Even if Delaware followed the substantial certainty rule, the complaint here does not allege facts which, if true, would show that Hartman Walsh, when it violated the OSHA regulations, specifically intended to injure Mr. Rafferty.

Spitler v. K C Serv. Station Maintenance Co., 627 N.E.2d 1073, 1073-1075 (Ohio Ct.App. 1993) (The court held that to establish an intentional tort of an employer, proof beyond that to prove recklessness must be established by the employee. The mere knowledge and appreciation of a risk is not intent).

V.

There is nothing in our Workers' Compensation Act that indicates that our General Assembly intended to adopt the substantial certainty rule. Mindful of the separation of powers doctrine, in the absence of clear statutory language, we cannot rewrite the statute to apply the substantial certainty doctrine in Delaware.

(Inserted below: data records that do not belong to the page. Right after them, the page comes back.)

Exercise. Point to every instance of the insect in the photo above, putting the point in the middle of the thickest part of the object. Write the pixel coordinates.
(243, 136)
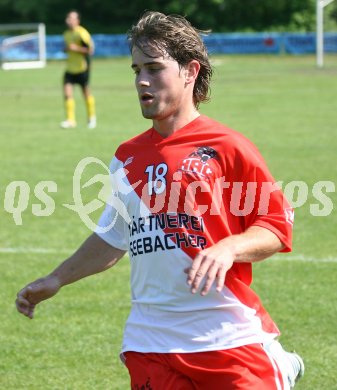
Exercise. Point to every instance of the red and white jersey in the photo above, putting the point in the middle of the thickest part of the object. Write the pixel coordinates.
(173, 197)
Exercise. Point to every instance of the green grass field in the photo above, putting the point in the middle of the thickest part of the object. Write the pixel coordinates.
(285, 105)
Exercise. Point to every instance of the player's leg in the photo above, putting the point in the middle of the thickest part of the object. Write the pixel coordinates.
(244, 368)
(151, 371)
(290, 363)
(89, 100)
(69, 102)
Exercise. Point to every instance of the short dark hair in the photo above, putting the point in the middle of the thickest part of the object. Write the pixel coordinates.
(176, 36)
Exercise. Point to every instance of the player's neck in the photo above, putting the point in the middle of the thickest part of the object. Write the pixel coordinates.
(168, 126)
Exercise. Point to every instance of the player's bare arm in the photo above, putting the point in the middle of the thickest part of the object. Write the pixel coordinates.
(212, 264)
(94, 256)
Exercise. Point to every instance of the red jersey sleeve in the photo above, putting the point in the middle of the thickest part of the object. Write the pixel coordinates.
(255, 196)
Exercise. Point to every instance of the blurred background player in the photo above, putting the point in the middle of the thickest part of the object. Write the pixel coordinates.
(79, 47)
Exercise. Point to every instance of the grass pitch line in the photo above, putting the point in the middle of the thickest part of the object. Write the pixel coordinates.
(299, 257)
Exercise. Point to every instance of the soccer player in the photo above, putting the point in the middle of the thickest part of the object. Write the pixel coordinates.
(194, 204)
(79, 47)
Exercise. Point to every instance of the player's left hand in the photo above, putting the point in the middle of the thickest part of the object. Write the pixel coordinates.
(210, 265)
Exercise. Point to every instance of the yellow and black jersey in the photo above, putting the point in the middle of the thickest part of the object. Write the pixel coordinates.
(77, 62)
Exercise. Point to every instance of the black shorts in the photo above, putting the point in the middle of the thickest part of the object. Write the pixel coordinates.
(77, 78)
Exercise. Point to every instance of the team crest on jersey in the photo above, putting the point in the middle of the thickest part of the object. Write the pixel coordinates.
(200, 163)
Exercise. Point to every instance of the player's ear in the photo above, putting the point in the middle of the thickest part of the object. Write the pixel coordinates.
(191, 71)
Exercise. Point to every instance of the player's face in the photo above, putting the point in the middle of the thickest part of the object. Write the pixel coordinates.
(72, 20)
(160, 84)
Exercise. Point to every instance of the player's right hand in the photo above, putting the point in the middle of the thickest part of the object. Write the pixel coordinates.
(34, 293)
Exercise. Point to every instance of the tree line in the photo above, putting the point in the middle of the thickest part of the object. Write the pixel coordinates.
(116, 16)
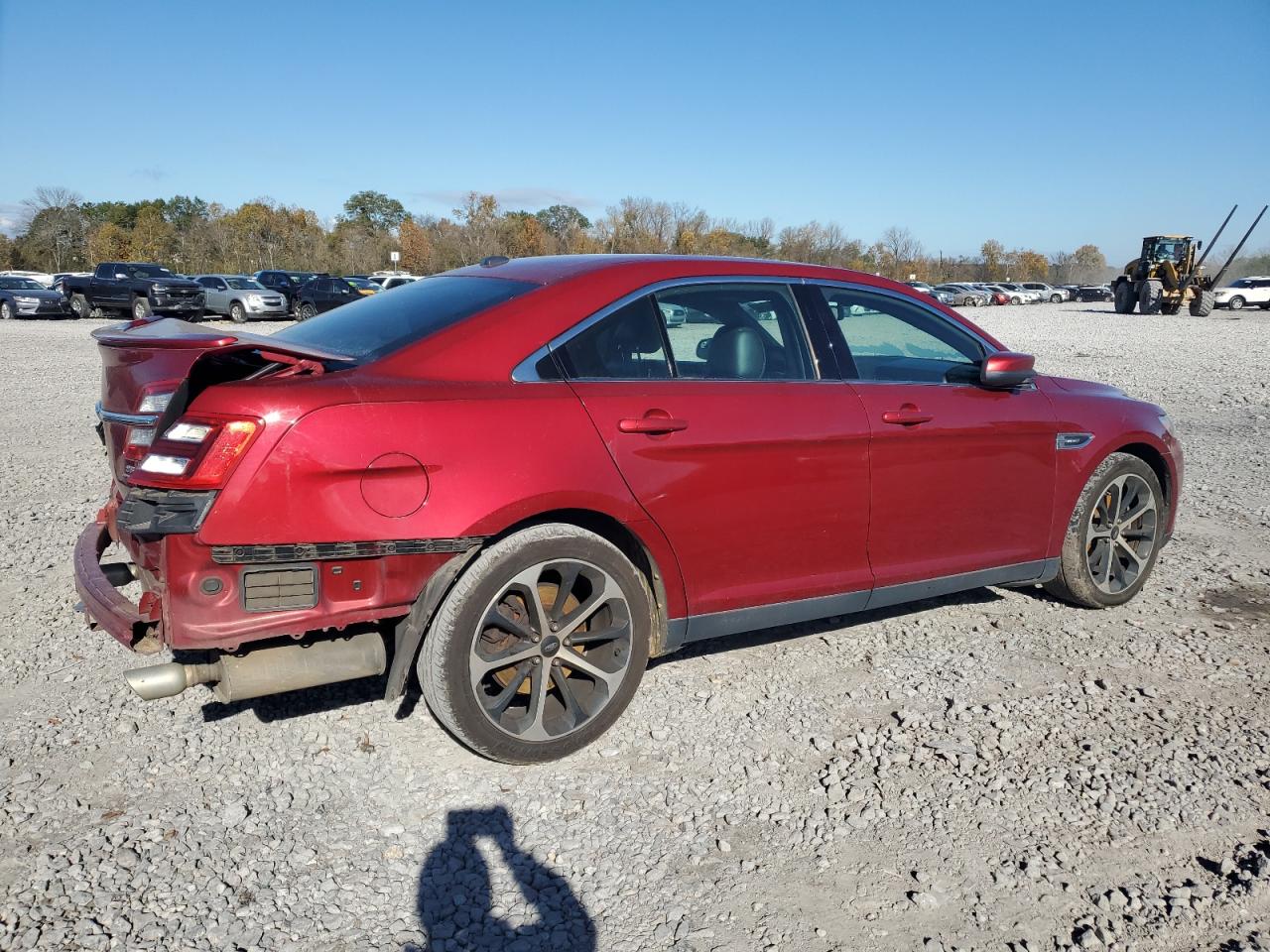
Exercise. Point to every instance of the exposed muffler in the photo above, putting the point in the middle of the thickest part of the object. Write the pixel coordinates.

This holding is consistent with Kofron v. Amoco Chemical Corp., Del. Supr., 441 A.2d 226 (1982). In that case, we considered the issue of the exclusivity provision of the Workers' Compensation Act based on the worker's claim for injury based on diseases resulting from exposure to asbestos. We held that the exclusivity provision of the Workers' Compensation statute precluded a tort claim not only for injuries caused by accident, but also injuries arising from compensable occupational diseases. For this court to consider an exception to the exclusivity provision of 19 Del. C. § 2304, a party, therefore, must allege specific, intentional tortious conduct. This was not done here.

See also Nutt v. A.C. S. Inc., Del. Super., 466 A.2d 18, 21-22 (1983) (Stating that the holding of Kofron advances the general proposition that all acts of an employer, whether negligent or intentional, fall within the exclusivity provision of 19 Del. C. § 2303).

Larson, Worker's Compensation Law § 103.04 "A complaint, to survive a motion to dismiss, must do more than merely allege intentional injury as an exception to the general exclusiveness rule; it must allege facts that add up to a deliberate intent to bring about injury."; see Kofron v. Amoco Chemical Corp., Del. Supr., 441 A.2d 226 (1982); Limanowski v. Ashland Oil Co., 655 N.E.2d 1049 (Ill.App. Ct. 1995) (holding that the employee must show by a preponderance of the evidence that the employer specifically intended to injury the plaintiff).

We therefore find no error in the Superior Court's dismissal of the complaint and we therefore AFFIRM.